SELMA will help media monitors and journalists make sense of huge content streams (big data analysis) – and also enable them to enrich audiovisual (AV) output through transcription, translation, voice-over and subtitling, thus making it more accessible.
The SELMA consortium aims to build a multilingual open-source platform that can process (very) large volumes of content and will feature a (self) learning AI system that is able to share information about data streams–and keep the added value of each language through a novel approach.
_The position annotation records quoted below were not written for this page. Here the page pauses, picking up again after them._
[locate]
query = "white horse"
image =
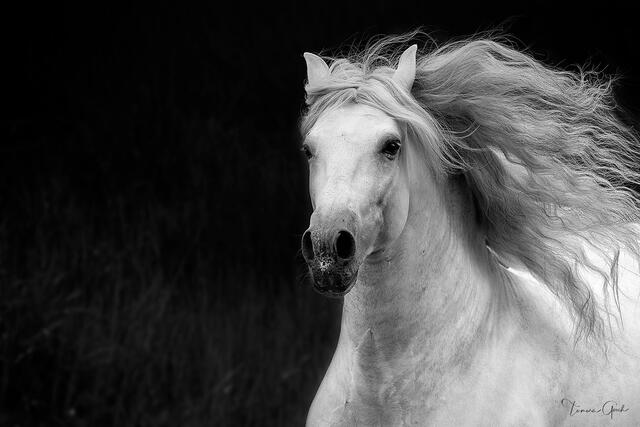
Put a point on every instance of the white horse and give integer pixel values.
(475, 210)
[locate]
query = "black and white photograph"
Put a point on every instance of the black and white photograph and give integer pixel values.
(357, 213)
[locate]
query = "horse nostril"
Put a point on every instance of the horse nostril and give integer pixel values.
(345, 245)
(307, 246)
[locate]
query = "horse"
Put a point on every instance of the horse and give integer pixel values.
(476, 210)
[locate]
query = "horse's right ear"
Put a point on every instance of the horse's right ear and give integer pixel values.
(317, 69)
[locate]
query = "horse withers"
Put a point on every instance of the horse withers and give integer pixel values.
(475, 209)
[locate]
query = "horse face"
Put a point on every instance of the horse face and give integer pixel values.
(358, 190)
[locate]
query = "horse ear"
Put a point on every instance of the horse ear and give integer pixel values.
(317, 69)
(406, 72)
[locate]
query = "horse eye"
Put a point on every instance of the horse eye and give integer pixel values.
(391, 148)
(307, 152)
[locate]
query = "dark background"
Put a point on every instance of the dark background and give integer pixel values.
(152, 197)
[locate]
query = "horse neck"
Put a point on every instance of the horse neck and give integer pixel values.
(433, 295)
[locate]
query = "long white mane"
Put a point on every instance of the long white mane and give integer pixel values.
(551, 166)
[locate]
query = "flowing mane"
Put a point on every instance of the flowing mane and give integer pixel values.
(552, 169)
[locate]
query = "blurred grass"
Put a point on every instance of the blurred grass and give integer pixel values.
(159, 288)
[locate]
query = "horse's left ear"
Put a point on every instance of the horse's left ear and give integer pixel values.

The idea is to create a crosslingual common space, which means: The system will always collect and analyze data in the original language and subsequently translate it into another language upon request.
Five European institutions have teamed up to establish the language platform:
The Laboratoire Informatique d'Avignon (LIA) at Avignon University, the Institute of Mathematics and Computer Science (IMCS) at the University of Latvia, Portuguese Software company Priberam, the Fraunhofer Institute for Intelligent Analysis and Information Systems, and DW Innovation–who will also lead the consortium.
SELMA is building upon several other DW HLT ventures, including the already completed SUMMA and news.bridge as well as the ongoing GoURMET project. It will run for three years and hopefully produce a fully functioning open-source platform by the end of 2023.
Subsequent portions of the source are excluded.